Proposed UK Temporary Residence Plan Clashes With Immigration Policy – Fragomen

Tom Burroughes Group Editor London 14 June 2024

Proposed UK Temporary Residence Plan Clashes With Immigration Policy – Fragomen

As the UK prepares to say goodbye to the non-dom system – and possibly many using that status as they head abroad – a law firm argues that a proposed replacement system is at odds with immigration policy.

The proposed end of the UK’s resident non-domicile (“non-dom”) system – a policy of both the Conservative and Labour parties – clashes with immigration policy, according to law firm Fragomen.

The immigration law firm weighed on a topic which, while it affects a few thousand people directly, has become a signature policy of politicians trying to push against what they claim are unfair tax perks for foreign-born HNW people. 

The UK is now in election mode, with polling due on 4 July. Labour retains a double-digit opinion poll lead, signalling a large majority in the House of Commons.

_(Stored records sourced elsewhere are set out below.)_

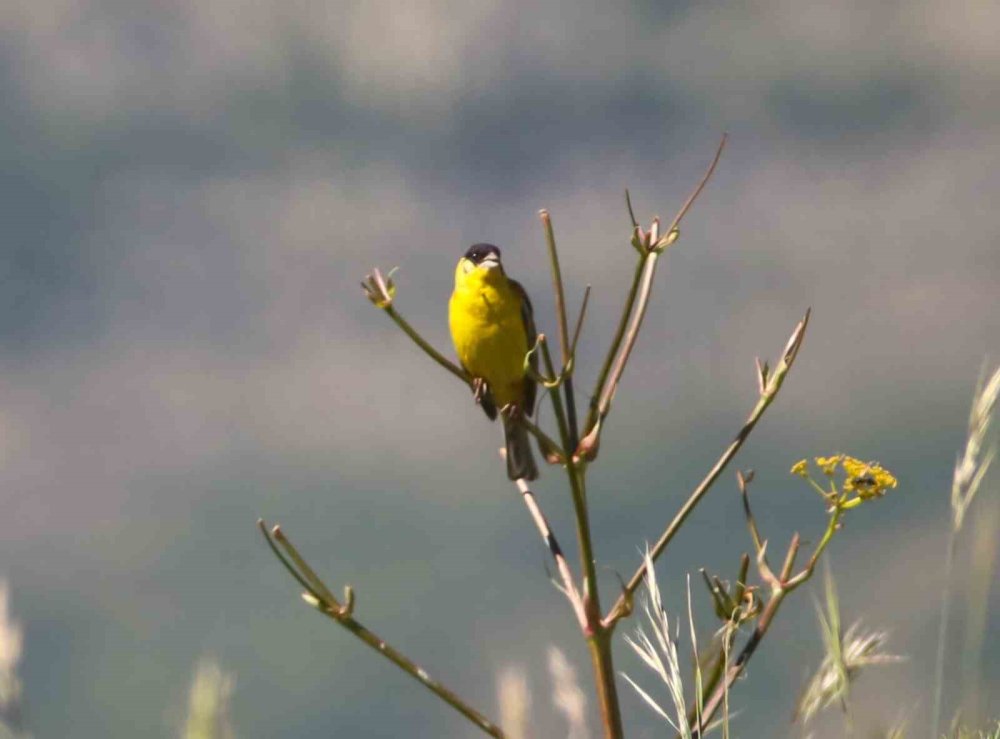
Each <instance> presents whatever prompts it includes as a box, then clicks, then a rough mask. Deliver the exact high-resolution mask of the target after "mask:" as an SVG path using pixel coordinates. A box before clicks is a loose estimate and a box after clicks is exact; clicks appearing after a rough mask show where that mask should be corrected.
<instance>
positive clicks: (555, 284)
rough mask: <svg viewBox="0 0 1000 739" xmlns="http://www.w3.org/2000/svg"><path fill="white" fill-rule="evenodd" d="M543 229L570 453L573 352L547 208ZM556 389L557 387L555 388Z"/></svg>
mask: <svg viewBox="0 0 1000 739" xmlns="http://www.w3.org/2000/svg"><path fill="white" fill-rule="evenodd" d="M538 214H539V216H540V217H541V219H542V226H543V227H544V229H545V243H546V245H547V246H548V249H549V262H550V263H551V265H552V291H553V292H554V293H555V297H556V317H557V319H558V323H559V348H560V349H561V350H562V360H563V362H562V371H563V373H565V375H566V379H565V381H564V382H563V389H564V390H565V392H566V420H567V423H568V425H569V429H568V430H569V442H570V444H569V446H568V447H566V448H567V450H569V452H570V453H571V454H572V452H573V450H575V449H576V445H577V444H579V443H580V438H579V436H580V435H579V431H578V429H577V426H576V400H575V398H574V395H573V377H572V372H570V371H569V369H570V368H571V367H572V361H573V354H572V352H571V350H570V339H569V323H568V321H567V320H566V295H565V293H564V292H563V283H562V270H561V269H560V268H559V252H558V251H557V250H556V237H555V233H554V232H553V230H552V218H551V217H550V216H549V212H548V211H547V210H544V209H543V210H540V211H539V212H538ZM557 390H558V389H557Z"/></svg>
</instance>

The Labour Party issued its election manifesto yesterday, reiterating its desire to end the non-dom system and include inheritance tax into any part of the equation, as well as change how private equity firms' earnings are taxed. The Conservative Party also issued its manifesto this week.

[Conservative] Chancellor of the Exchequer Jeremy Hunt in March said – in a move seen as stealing the Labour Party’s thunder – he would move to end a system dating back to 1799. Instead, he said he will bring in a temporary residency system in which people can bring foreign investment and gains into the UK tax-free for four years if they’ve lived outside the country for at least 10 years. 

“The changes proposed by both political parties are leaving foreign investors grappling with the implications of their relocation plans, highlighting a significant misalignment of immigration and tax legislation,” Olga Nechita, a director at Fragomen, said in a recent note.

“Foreign investors need to have lived in the UK for five years to be eligible to settle and a further 12 months to apply for British citizenship – a timeframe that does not tally with the four-year window under the proposed FIG [foreign income and gains] regime,” she said.

“The attractiveness of the UK for high value and highly mobile investors is being increasingly questioned, and that should worry UK politicians across all political parties. This misalignment of tax and immigration rules will only raise further questions and concerns and possibly deter foreign nationals from considering the UK as a destination of choice,” the lawyer continued. 

“Conversations with clients have underscored the need for agility in navigating the evolving landscape. As the UK undergoes these profound shifts in election dynamics, foreign nationals are urged to recalibrate their strategies to adapt to the evolving landscape,” Nechita added.

One element of the debate relates to what is sometimes called "supply-side" economics – the idea that raising tax rates beyond a certain point reduces rather than increases revenues. In a world without exchange and capital controls, where money is mobile, high taxes on HNW individuals can backfire, on this argument.

Inheritance tax
As already noted by this news service, inheritance tax bills may be a decisive factor pushing non-doms to quit the UK. 

In its manifesto yesterday, the Labour Party said: “We will end use of offshore trusts to avoid IHT so that everyone who makes their home here in the UK pays their taxes here.” For some non-doms, this is a deal-breaker, lawyers have told WealthBriefing.

At issue is whether – because a number of other European countries have regimes resembling non-dom systems (Italy, Ireland and Greece, for example) – there will be an exodus of HNW individuals, leading to a net loss of revenue to the UK Treasury, rather than a hoped-for gain, advisors fear.

Not everyone is sceptical about the proposed new temporary residency system, as shown by this story.

On a separate topic, the Labour Party’s manifesto said that if elected, it would close the “loophole” of enabling performance-related pay to be treated as a capital gain.